Posted .On October 1st, the Library opened up yet another area of the Videoport collection for requests: Nonfiction. Documentaries, biographies, instructional films.
Here’s a hint: If you have books on your chosen subject, you can look at that same call number on the video shelves. To search the catalog, type your subject into a “keywords” search and limit your results to dvds.
Or, if you have no particular subject in mind, you can just browse the shelves, or view a list of recommended videos here.
For the best of our collection, see this list of Oscar-winning documentaries.
Ken Burns has become known as America’s historian, and his 18-hour documentary, over ten years in the making, might be the definitive explication of America’s involvement in Vietnam.
Or not. Certainly, like the war itself, the film is controversial.
David Kamp of Vanity Fair calls it “monumental” and “scrupulously evenhanded.” Todd VanDerWerff of Vox calls it “a staggering achievement,” while others accuse Burns of relying too heavily on the corporate sponsorship of Bank of America and accordingly whitewashing the imperialism of the United States, and some claim that the film is flawed because the filmmakers, like many Americans, lack a basic understanding of Vietnamese history and politics.
I couldn’t possibly know more about the Vietnam war than Ken Burns (who, along with his directing partner Lynn Novick, interviewed hundreds of people–American and Vietnamese government officials, soldiers, and civilians) but I did notice some omissions.

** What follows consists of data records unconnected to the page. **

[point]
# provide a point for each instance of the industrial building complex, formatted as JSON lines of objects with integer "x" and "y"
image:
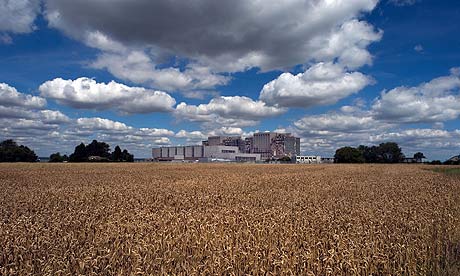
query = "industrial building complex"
{"x": 260, "y": 146}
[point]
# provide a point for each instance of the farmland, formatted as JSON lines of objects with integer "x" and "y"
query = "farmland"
{"x": 154, "y": 219}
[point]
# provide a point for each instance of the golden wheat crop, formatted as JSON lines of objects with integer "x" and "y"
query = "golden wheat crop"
{"x": 160, "y": 219}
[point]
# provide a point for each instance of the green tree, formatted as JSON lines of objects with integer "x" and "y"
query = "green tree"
{"x": 11, "y": 152}
{"x": 98, "y": 149}
{"x": 349, "y": 155}
{"x": 116, "y": 154}
{"x": 390, "y": 152}
{"x": 79, "y": 154}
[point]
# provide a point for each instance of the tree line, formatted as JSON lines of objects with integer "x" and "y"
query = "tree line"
{"x": 96, "y": 151}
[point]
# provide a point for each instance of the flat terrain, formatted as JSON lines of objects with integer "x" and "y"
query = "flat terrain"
{"x": 153, "y": 219}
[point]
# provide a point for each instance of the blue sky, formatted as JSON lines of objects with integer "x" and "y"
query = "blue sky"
{"x": 150, "y": 73}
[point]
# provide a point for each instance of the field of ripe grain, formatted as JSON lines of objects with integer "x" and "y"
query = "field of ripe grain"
{"x": 197, "y": 219}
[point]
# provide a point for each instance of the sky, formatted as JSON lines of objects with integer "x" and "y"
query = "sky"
{"x": 143, "y": 74}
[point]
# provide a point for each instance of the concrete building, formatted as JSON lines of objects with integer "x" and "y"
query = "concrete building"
{"x": 203, "y": 153}
{"x": 229, "y": 153}
{"x": 231, "y": 141}
{"x": 261, "y": 146}
{"x": 275, "y": 145}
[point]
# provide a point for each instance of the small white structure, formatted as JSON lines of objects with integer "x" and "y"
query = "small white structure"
{"x": 301, "y": 159}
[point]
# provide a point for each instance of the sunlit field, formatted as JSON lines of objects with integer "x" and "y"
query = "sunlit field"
{"x": 197, "y": 219}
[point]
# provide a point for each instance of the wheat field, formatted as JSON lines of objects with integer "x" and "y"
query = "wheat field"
{"x": 228, "y": 219}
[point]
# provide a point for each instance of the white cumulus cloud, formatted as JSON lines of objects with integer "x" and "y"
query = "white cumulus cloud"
{"x": 86, "y": 93}
{"x": 435, "y": 101}
{"x": 321, "y": 84}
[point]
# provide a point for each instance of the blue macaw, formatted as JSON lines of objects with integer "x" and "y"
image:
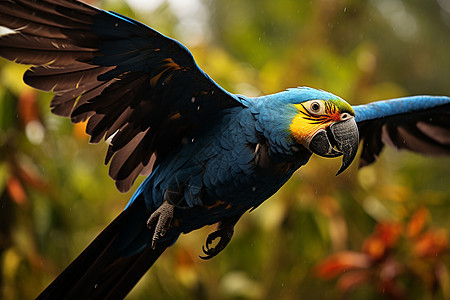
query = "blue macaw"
{"x": 211, "y": 155}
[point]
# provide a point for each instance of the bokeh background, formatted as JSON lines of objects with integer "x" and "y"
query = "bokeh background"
{"x": 381, "y": 232}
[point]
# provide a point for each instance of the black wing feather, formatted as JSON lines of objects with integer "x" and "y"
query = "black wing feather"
{"x": 139, "y": 89}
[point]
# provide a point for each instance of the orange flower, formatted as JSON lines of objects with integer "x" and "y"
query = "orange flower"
{"x": 431, "y": 244}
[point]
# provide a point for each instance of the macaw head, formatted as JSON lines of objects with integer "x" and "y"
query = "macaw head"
{"x": 325, "y": 124}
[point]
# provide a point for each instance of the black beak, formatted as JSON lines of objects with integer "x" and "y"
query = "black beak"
{"x": 344, "y": 135}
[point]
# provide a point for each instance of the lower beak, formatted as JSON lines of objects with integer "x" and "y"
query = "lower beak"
{"x": 344, "y": 136}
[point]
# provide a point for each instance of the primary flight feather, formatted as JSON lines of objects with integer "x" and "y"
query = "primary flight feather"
{"x": 211, "y": 155}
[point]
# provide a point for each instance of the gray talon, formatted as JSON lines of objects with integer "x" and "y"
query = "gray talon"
{"x": 159, "y": 221}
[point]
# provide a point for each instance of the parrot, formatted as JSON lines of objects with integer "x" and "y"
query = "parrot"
{"x": 209, "y": 155}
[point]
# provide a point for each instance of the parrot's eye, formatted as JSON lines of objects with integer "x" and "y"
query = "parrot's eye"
{"x": 316, "y": 107}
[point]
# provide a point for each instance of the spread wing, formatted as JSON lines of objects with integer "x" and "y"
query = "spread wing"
{"x": 418, "y": 123}
{"x": 136, "y": 87}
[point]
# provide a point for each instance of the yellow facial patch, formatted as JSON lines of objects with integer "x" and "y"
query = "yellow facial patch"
{"x": 311, "y": 117}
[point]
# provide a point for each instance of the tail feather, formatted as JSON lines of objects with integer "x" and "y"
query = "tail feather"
{"x": 100, "y": 271}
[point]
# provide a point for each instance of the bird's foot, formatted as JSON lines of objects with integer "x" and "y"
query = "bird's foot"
{"x": 224, "y": 233}
{"x": 159, "y": 221}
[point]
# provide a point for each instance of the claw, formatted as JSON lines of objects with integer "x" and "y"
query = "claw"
{"x": 159, "y": 221}
{"x": 225, "y": 234}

For example, Burns claims that the war was begun “in good faith by decent people out of fateful misunderstandings” (a questionable assertion in itself) but he never really explores the reasons why it continued for so long beyond the face-saving, election-year machinations of each successive president. There’s not much attention given to the corporations who profited from the manufacture and sales of all those weapons and tanks and helicopters, not to mention napalm and Agent Orange. Burns shows us students occupying administrative buildings on campus to demand Black Studies classes, but wouldn’t it be more relevant to talk about the occupying students who demanded that the school divest its holdings in Dow Chemical?
Still, Burns manages, at times, to powerfully evoke the divisiveness and the heartbreak that haunt us to this day. At times the movie seems as endless and exhausting as the war itself, and that is to its credit. Some critics have accused Burns of being repetitive, but I can forgive that, because some things bear repeating, such as that kill ratios are an unconscionable objective and a horrible standard for judging the success of a military operation. You can’t make that point too many times.
Difficult as it is to watch, The Vietnam War is worth seeing. Is it the only Vietnam film you’ll ever need? No, but don’t worry. The Library has you covered.